OUAGADOUGOU, 9 September 2020– Over 535,500 children under 5 years of age in Burkina Faso are acutely malnourished, including 156,500 suffering from severe acute malnutrition who are at imminent risk of death, UNICEF announced today. The alarming findings from a recent nutrition survey are indicative of deteriorating food and nutrition security for children and other vulnerable groups across the country.
TheNutrition survey in communities and sites with internally displaced persons (IDPs) in Burkina Faso, conducted by the non-governmental organization (NGO) Davycas in July and August 2020 with support from the Ministry of Health and in collaboration with the World Food Programme (WFP) and UNICEF, was carried out in 11 communes with a high concentration of internally displaced people. These communes are home to a total of 576,972 displaced people, or 57 per cent of the 1,013,234 registered nationally. Children account for 60 per cent of all internally displaced people in Burkina Faso.
“The aggravating factors causing the nutritional situation of children to deteriorate in these areas are primarily linked to the displacement of populations due to insecurity and reduced access to livelihoods, health care and nutrition services,” said James Mugaju, UNICEF Deputy Representative in Burkina Faso. “The coronavirus pandemic has had a brutal impact on families’ ability to provide for the basic needs of their children. Children are paying the highest price, facing a triple crisis: security, health and food.”
According to the survey, 18.4 per cent of children in Gorom-Gorom in the Sahel region and 16.1 per cent of children in the Barsalogho IDP site in the Centre-Nord region are suffering from global acute malnutrition, surpassing the World Health Organization (WHO) emergency threshold of 15 per cent.
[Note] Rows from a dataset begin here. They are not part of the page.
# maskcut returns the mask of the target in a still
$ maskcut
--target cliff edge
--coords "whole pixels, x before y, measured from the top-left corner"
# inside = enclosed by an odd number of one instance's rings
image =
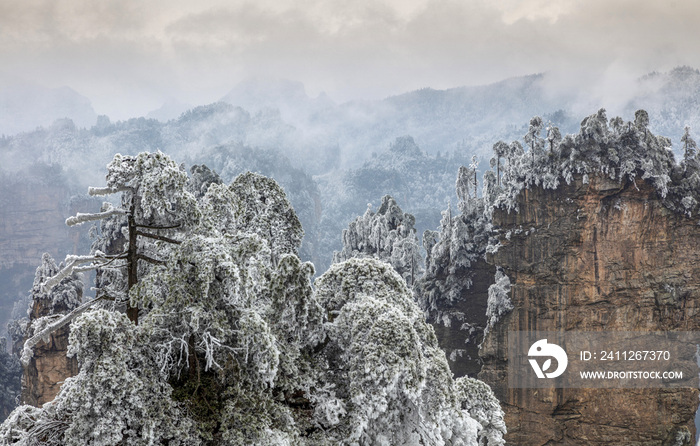
[[[636,179],[532,187],[495,209],[514,309],[490,329],[479,378],[506,413],[508,444],[691,444],[698,389],[511,389],[509,331],[700,328],[700,226]],[[690,434],[690,435],[689,435]],[[688,440],[685,440],[685,439]]]

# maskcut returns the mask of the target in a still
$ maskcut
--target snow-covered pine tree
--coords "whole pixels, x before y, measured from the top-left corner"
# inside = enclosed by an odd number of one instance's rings
[[[375,258],[391,264],[412,285],[422,274],[423,259],[413,215],[401,210],[391,196],[382,197],[377,212],[371,205],[343,230],[343,249],[333,255],[339,263],[351,258]]]
[[[311,400],[332,444],[476,444],[481,426],[460,407],[433,329],[389,265],[353,258],[315,285],[329,321]]]
[[[139,247],[158,249],[158,262],[129,293],[140,323],[114,307],[75,318],[80,372],[53,402],[13,411],[0,441],[477,444],[485,428],[468,408],[480,402],[458,397],[401,276],[351,259],[314,291],[284,192],[253,175],[234,186],[211,182],[192,216],[174,219],[186,236],[163,237],[180,243],[145,237],[154,245]],[[173,205],[174,216],[182,209]]]
[[[125,286],[110,287],[109,292],[113,294],[109,295],[106,294],[107,288],[103,288],[96,300],[107,298],[125,304],[129,319],[138,322],[139,309],[131,305],[129,290],[138,283],[140,264],[162,263],[163,260],[154,256],[153,251],[164,244],[180,243],[173,238],[173,230],[182,232],[199,222],[196,199],[186,190],[187,181],[187,173],[164,153],[115,155],[107,165],[107,186],[91,187],[88,192],[93,196],[121,193],[121,206],[115,208],[111,203],[105,203],[101,212],[78,213],[68,218],[66,224],[74,226],[111,219],[108,225],[111,234],[106,234],[107,237],[103,237],[97,246],[110,244],[114,234],[119,232],[124,234],[126,246],[113,254],[94,247],[90,255],[68,256],[66,266],[48,278],[43,287],[50,289],[73,272],[98,268],[119,270],[118,275],[126,276],[126,280],[122,280]]]

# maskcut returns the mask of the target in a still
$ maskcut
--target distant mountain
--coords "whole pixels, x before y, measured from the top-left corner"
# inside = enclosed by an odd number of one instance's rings
[[[180,102],[176,99],[171,99],[165,102],[160,108],[150,111],[146,118],[157,119],[160,122],[168,122],[171,119],[177,119],[187,110],[193,108],[192,105]]]
[[[652,131],[673,140],[679,153],[683,128],[700,137],[700,71],[683,66],[667,73],[651,73],[639,81],[640,94],[630,101],[627,111],[643,108],[649,112]]]
[[[71,119],[78,127],[91,127],[97,115],[90,100],[69,87],[32,84],[0,87],[0,134],[32,131],[62,118]]]
[[[310,97],[301,82],[270,78],[252,78],[240,82],[221,101],[253,114],[266,109],[277,109],[282,118],[292,123],[303,121],[309,115],[336,105],[325,93],[316,98]]]

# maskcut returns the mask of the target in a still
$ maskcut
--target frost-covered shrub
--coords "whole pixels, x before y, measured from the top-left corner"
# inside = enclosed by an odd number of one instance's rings
[[[311,400],[333,443],[475,444],[435,334],[388,264],[351,259],[316,286],[331,316]]]
[[[408,284],[423,269],[413,215],[404,213],[391,196],[385,195],[379,210],[371,207],[343,230],[343,249],[333,255],[338,263],[353,257],[372,257],[391,264]]]
[[[18,445],[199,444],[141,336],[123,314],[96,310],[78,317],[69,354],[80,373],[41,409],[16,409],[0,427],[0,439]]]
[[[489,298],[486,307],[486,316],[488,317],[487,329],[493,327],[501,316],[513,309],[513,303],[510,300],[510,279],[502,269],[496,269],[494,282],[489,287]]]
[[[488,384],[463,376],[455,380],[455,390],[462,409],[481,425],[479,445],[504,445],[507,430],[503,409]]]
[[[273,262],[282,254],[298,254],[304,230],[284,190],[271,178],[246,172],[231,184],[240,203],[237,228],[269,243]]]
[[[21,377],[19,359],[7,353],[7,340],[0,338],[0,420],[4,420],[17,406]]]

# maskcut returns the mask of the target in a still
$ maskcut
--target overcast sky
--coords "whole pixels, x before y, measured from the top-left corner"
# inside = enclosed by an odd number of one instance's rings
[[[700,67],[699,42],[697,0],[0,0],[0,81],[67,85],[117,119],[252,76],[339,102],[536,72],[619,94]]]

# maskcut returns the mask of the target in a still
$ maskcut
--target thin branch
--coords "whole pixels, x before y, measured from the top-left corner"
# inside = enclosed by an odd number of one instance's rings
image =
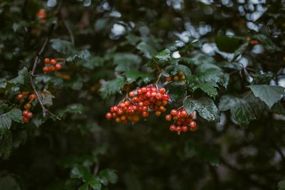
[[[62,1],[60,2],[60,6],[58,7],[58,9],[56,12],[56,15],[57,15],[58,16],[58,13],[59,13],[60,10],[61,10],[61,4],[62,4]],[[43,54],[43,51],[46,50],[46,46],[47,46],[47,45],[48,45],[48,43],[49,42],[52,33],[53,32],[53,31],[56,30],[56,26],[57,26],[57,23],[53,23],[51,26],[51,28],[50,28],[50,29],[48,31],[48,36],[46,36],[43,46],[41,46],[40,51],[36,53],[36,58],[35,58],[35,60],[34,60],[33,65],[33,68],[32,68],[32,70],[31,71],[31,73],[30,73],[30,83],[31,83],[31,87],[32,87],[32,88],[33,88],[33,91],[34,91],[34,93],[35,93],[35,94],[36,94],[36,97],[38,98],[38,102],[39,102],[39,103],[41,105],[41,109],[43,110],[43,116],[46,117],[46,114],[48,113],[51,116],[54,117],[58,120],[61,120],[58,117],[57,117],[54,114],[51,113],[48,109],[46,108],[46,107],[45,107],[45,105],[43,104],[43,99],[42,99],[40,93],[38,93],[38,91],[36,90],[36,85],[35,85],[35,84],[33,83],[33,78],[36,76],[35,75],[36,69],[36,68],[37,68],[37,66],[38,66],[38,65],[39,63],[38,60],[39,60],[41,54]]]
[[[74,45],[75,41],[74,41],[74,35],[73,33],[72,32],[71,28],[69,27],[69,26],[67,24],[66,21],[64,21],[63,18],[61,17],[61,22],[63,23],[64,27],[66,27],[67,31],[68,32],[69,34],[69,38],[71,38],[71,43]]]

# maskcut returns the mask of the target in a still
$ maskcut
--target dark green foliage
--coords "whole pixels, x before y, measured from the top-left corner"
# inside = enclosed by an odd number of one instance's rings
[[[0,190],[285,189],[284,2],[212,1],[1,1]],[[165,113],[105,119],[150,84]]]

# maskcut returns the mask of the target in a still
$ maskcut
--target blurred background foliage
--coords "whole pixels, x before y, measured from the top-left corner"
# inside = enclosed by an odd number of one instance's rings
[[[284,17],[281,0],[1,1],[0,189],[285,189]],[[46,36],[35,83],[61,120],[36,101],[23,124]],[[105,119],[160,73],[195,132]]]

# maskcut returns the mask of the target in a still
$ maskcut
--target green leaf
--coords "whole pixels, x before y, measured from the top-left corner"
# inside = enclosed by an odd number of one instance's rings
[[[104,185],[108,185],[108,182],[115,184],[118,181],[118,176],[113,169],[107,169],[101,171],[98,175],[100,181]]]
[[[9,112],[0,115],[0,130],[9,129],[12,120],[17,122],[22,122],[22,112],[18,108],[13,108]]]
[[[84,60],[89,60],[91,55],[88,50],[83,50],[74,53],[72,56],[66,58],[67,61],[73,61],[76,59],[82,59]]]
[[[121,89],[124,85],[125,81],[120,78],[107,81],[100,88],[102,97],[107,99],[117,93],[121,93]]]
[[[91,179],[88,181],[88,184],[91,186],[91,188],[94,190],[100,190],[102,188],[102,185],[100,183],[100,181],[98,179]]]
[[[214,101],[207,97],[202,97],[198,100],[187,97],[184,102],[184,107],[188,113],[197,110],[202,117],[208,121],[219,120],[218,108]]]
[[[252,36],[253,39],[256,39],[261,43],[262,46],[269,52],[275,52],[281,51],[280,48],[275,45],[275,43],[268,37],[263,34],[256,34]]]
[[[203,90],[206,94],[207,94],[209,97],[214,98],[218,92],[214,86],[212,86],[210,83],[200,83],[197,85],[194,85],[193,91],[196,89],[200,88]]]
[[[133,53],[116,53],[114,56],[114,63],[117,65],[115,70],[118,72],[136,70],[141,61],[140,57]]]
[[[43,99],[43,103],[47,106],[51,106],[53,105],[53,98],[54,96],[50,93],[41,93],[41,97]]]
[[[285,179],[278,182],[278,190],[285,190]]]
[[[51,39],[51,48],[58,53],[70,55],[75,51],[75,48],[72,43],[68,41],[61,39]]]
[[[285,115],[285,107],[284,107],[284,106],[282,105],[282,104],[280,101],[278,102],[276,102],[272,106],[271,111],[274,113]]]
[[[135,82],[138,78],[142,78],[143,82],[147,83],[152,79],[152,76],[148,73],[142,73],[135,70],[128,70],[125,73],[125,77],[127,78],[127,82],[131,83]]]
[[[266,107],[259,98],[253,95],[244,98],[224,95],[220,98],[219,109],[220,111],[230,110],[233,120],[244,126],[260,117]]]
[[[61,110],[58,112],[59,117],[62,117],[65,113],[78,113],[81,114],[83,112],[84,107],[81,104],[71,104],[65,109]]]
[[[147,58],[151,58],[153,55],[157,53],[157,51],[154,48],[146,44],[145,42],[140,42],[138,44],[137,49],[142,52],[144,56]]]
[[[280,86],[268,85],[249,85],[256,97],[264,101],[269,108],[285,95],[284,89]]]
[[[237,36],[217,35],[215,42],[220,51],[233,53],[242,44],[243,39]]]
[[[185,76],[186,78],[186,81],[187,83],[190,83],[190,81],[191,81],[191,80],[192,79],[192,75],[191,74],[191,70],[189,68],[187,68],[185,65],[176,65],[175,68],[183,73],[183,75]]]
Also alarming, the communes of Dori, Gorgadji, Bourzanga and Fada N’Gourmaall have a high prevalence of global acute malnutrition, ranging from 12.5 per cent to 13.6 per cent. Rates of global acute malnutrition among children in the communes of Barsalogho, Kongoussi, Ouahigouya, Kaya and Matiacoali, range from 8.6 per cent to 9.6 per cent.
Areas with particularly high prevalence of acute malnutrition among children are also those with the highest number of acutely food-insecure families. For example, the commune of Gorom-Gorom with its global acute malnutrition rate of 18.4 per cent is situated in Oudalan Province where one in five households is experiencing extreme food scarcity. All the other surveyed communes are in provinces with crisis levels of food insecurity.
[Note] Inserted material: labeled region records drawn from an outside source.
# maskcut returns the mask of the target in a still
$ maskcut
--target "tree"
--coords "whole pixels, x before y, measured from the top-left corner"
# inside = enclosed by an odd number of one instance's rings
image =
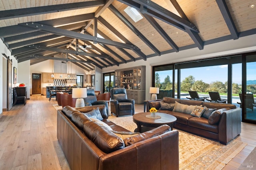
[[[232,83],[232,93],[239,94],[242,92],[242,89],[239,88],[237,83]]]
[[[182,81],[180,85],[180,90],[183,91],[188,91],[190,90],[192,86],[195,83],[195,77],[192,76],[186,77]]]
[[[216,91],[221,93],[226,93],[227,88],[226,85],[220,81],[212,82],[206,90],[208,91]]]
[[[206,92],[210,85],[204,82],[202,80],[198,80],[195,81],[192,86],[192,89],[200,92]]]
[[[158,73],[156,73],[155,76],[155,87],[160,88],[160,77]]]
[[[162,83],[162,89],[165,90],[167,86],[170,86],[171,83],[171,80],[170,79],[170,76],[168,75],[164,79],[164,81]]]

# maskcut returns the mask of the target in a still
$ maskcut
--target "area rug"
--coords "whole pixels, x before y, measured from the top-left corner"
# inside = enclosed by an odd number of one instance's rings
[[[56,109],[61,106],[53,105]],[[108,119],[130,131],[137,128],[130,116],[108,117]],[[221,169],[246,146],[246,143],[236,140],[227,145],[187,133],[179,131],[180,169]]]
[[[131,131],[137,125],[132,116],[110,116],[110,121]],[[204,137],[179,131],[180,169],[221,169],[247,144],[232,140],[227,145]]]

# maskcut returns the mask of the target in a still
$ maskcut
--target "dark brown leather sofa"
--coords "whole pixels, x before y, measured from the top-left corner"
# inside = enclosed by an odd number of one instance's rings
[[[160,102],[171,104],[175,103],[175,101],[188,105],[202,105],[208,108],[216,109],[219,111],[217,116],[220,117],[218,118],[219,121],[212,125],[209,123],[209,119],[202,117],[198,117],[189,114],[174,112],[170,110],[171,109],[161,109],[162,108],[160,108]],[[227,144],[241,133],[241,109],[236,108],[234,105],[165,97],[163,99],[148,101],[147,111],[149,111],[151,107],[155,107],[160,112],[176,117],[177,121],[174,128],[219,141],[222,144]]]
[[[123,140],[82,113],[97,107],[57,111],[57,138],[71,170],[178,170],[177,130],[164,125]],[[107,119],[105,106],[98,108],[113,130],[128,131]]]

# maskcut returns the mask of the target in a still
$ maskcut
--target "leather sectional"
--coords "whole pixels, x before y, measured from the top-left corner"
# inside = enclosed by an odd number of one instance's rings
[[[115,134],[132,133],[108,117],[104,105],[57,111],[57,138],[71,169],[178,170],[178,130],[164,125],[122,139]]]
[[[164,104],[169,105],[170,108],[163,109],[161,105],[163,106]],[[180,104],[200,106],[216,111],[213,112],[214,115],[212,113],[209,118],[199,117],[189,113],[175,111],[177,110],[175,109],[176,106],[182,105]],[[241,109],[237,108],[234,105],[164,97],[163,99],[147,101],[147,111],[149,111],[151,107],[156,108],[159,112],[176,117],[174,128],[212,139],[222,144],[227,144],[241,133]]]

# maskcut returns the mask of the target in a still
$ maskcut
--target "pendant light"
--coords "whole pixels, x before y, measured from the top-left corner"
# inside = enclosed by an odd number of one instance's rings
[[[64,54],[63,54],[63,53],[62,53],[62,59],[63,59],[63,56],[64,55]],[[63,76],[62,75],[62,74],[61,73],[61,63],[62,63],[62,62],[60,62],[60,78],[62,78],[63,77]]]
[[[53,74],[53,60],[52,60],[52,75],[51,75],[51,77],[54,78],[54,75]]]

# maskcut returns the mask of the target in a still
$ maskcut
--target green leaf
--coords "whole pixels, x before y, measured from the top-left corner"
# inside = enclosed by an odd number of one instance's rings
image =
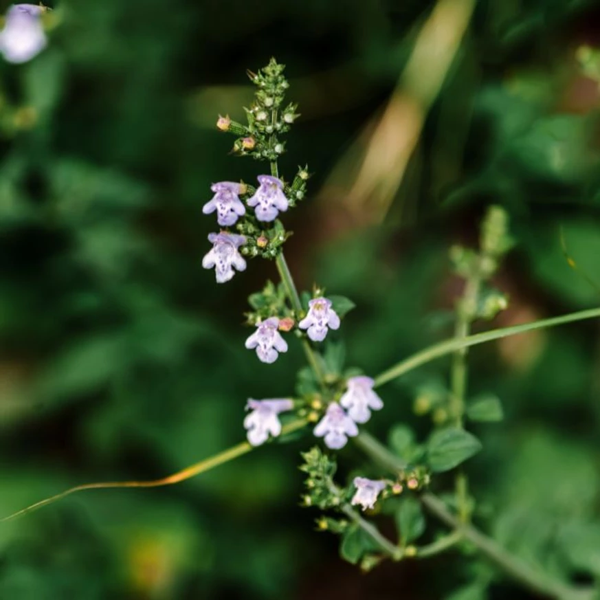
[[[479,582],[459,588],[446,597],[446,600],[485,600],[485,585]]]
[[[261,291],[250,294],[248,297],[248,303],[255,311],[269,305],[269,301],[265,298],[265,295]]]
[[[392,449],[399,456],[405,458],[414,444],[414,433],[405,425],[395,425],[388,438]]]
[[[300,304],[302,305],[302,308],[307,312],[308,312],[309,302],[311,301],[311,298],[312,296],[307,291],[303,291],[300,294]]]
[[[340,555],[352,564],[356,564],[363,554],[369,549],[366,543],[364,532],[358,525],[351,525],[342,536]]]
[[[450,427],[434,432],[427,444],[427,463],[432,471],[449,471],[481,449],[481,442],[462,429]]]
[[[337,316],[341,319],[349,313],[356,304],[349,298],[343,296],[330,296],[329,300],[331,300],[333,310],[337,313]]]
[[[497,396],[486,395],[471,401],[467,407],[467,416],[471,421],[491,423],[502,421],[504,415],[500,399]]]
[[[398,537],[403,546],[416,540],[425,531],[425,515],[421,502],[410,496],[401,499],[400,506],[394,515]]]

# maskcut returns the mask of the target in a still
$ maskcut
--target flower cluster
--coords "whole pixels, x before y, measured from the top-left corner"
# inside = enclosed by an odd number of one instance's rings
[[[375,481],[366,477],[355,477],[353,481],[356,493],[352,498],[351,504],[360,504],[364,511],[373,509],[377,501],[377,496],[387,487],[387,482],[379,480]]]
[[[229,281],[236,271],[244,271],[245,256],[276,258],[280,273],[287,269],[280,256],[280,246],[290,234],[279,217],[304,197],[309,175],[307,166],[298,167],[291,185],[278,176],[276,161],[284,150],[280,136],[298,117],[295,104],[284,107],[288,84],[282,74],[282,65],[274,60],[258,74],[249,73],[257,91],[254,102],[245,109],[247,125],[232,120],[228,115],[219,116],[216,122],[218,129],[236,136],[234,150],[237,153],[269,162],[271,170],[271,175],[257,176],[256,188],[231,181],[218,181],[211,186],[213,196],[202,211],[205,214],[216,213],[221,230],[209,234],[212,248],[204,256],[202,266],[214,269],[218,283]],[[322,342],[330,330],[340,329],[340,318],[353,306],[347,298],[328,298],[323,290],[315,288],[312,298],[303,295],[302,309],[297,292],[292,293],[291,287],[293,284],[284,278],[281,285],[268,282],[263,292],[250,296],[254,312],[246,316],[248,324],[256,329],[246,340],[245,347],[254,351],[261,362],[272,364],[280,353],[287,352],[288,344],[282,334],[293,329],[297,336],[305,336],[304,342],[309,348],[310,342]],[[319,360],[318,356],[317,362]],[[342,380],[336,375],[336,386]],[[331,381],[324,381],[323,385],[329,388],[318,405],[306,397],[298,401],[299,405],[310,405],[313,412],[309,420],[316,423],[314,434],[322,437],[327,447],[344,447],[348,437],[358,434],[358,424],[369,419],[370,411],[382,408],[381,399],[373,390],[373,384],[369,377],[352,377],[347,379],[346,389],[340,394],[342,390],[334,388]],[[322,412],[324,405],[326,408]],[[259,445],[269,436],[278,436],[282,431],[280,413],[293,408],[294,401],[289,399],[249,399],[246,408],[251,412],[244,421],[249,443]]]
[[[47,9],[41,4],[14,4],[8,9],[0,32],[0,52],[9,63],[26,63],[46,47],[41,16]]]
[[[244,428],[248,432],[248,441],[253,446],[259,446],[267,441],[269,434],[274,437],[278,436],[281,433],[279,413],[293,408],[293,401],[287,398],[248,399],[246,410],[252,411],[244,419]]]
[[[373,391],[375,381],[359,375],[346,381],[347,389],[340,402],[332,402],[323,418],[314,429],[318,437],[324,438],[325,445],[332,449],[343,448],[348,437],[358,435],[357,423],[366,423],[370,419],[369,409],[384,408],[381,399]],[[342,408],[343,407],[343,408]],[[346,412],[344,409],[347,408]]]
“We need to further intensify efforts with partners and authorities to ensure the continuity of nutrition services in hard-to-reach areas and to provide an integrated package of prevention and treatment of malnutrition to reach these children in urgent need. This is essential because good nutrition for children, from their first days and months, protects them from disease and infection, and helps them to recover when they fall ill,” said James Mugaju.
UNICEF and its partners are ramping up their response on the ground. Community health workers have been mobilized to travel to the most remote areas in order to screen and treat malnourished children at the community level. They are also providing advice on best feeding practices for infants and young children, including in emergency situations.
UNICEF is supporting health authorities and is strengthening efforts to procure and deliver therapeutic foods (milk and ready-to-use therapeutic foods) needed to treat acute malnutrition to health-care facilities. Since the start of this year, more than 52,600 cartons of therapeutic food (737 tons) have been delivered to health-care facilities and 51,685 children have been treated for severe acute malnutrition.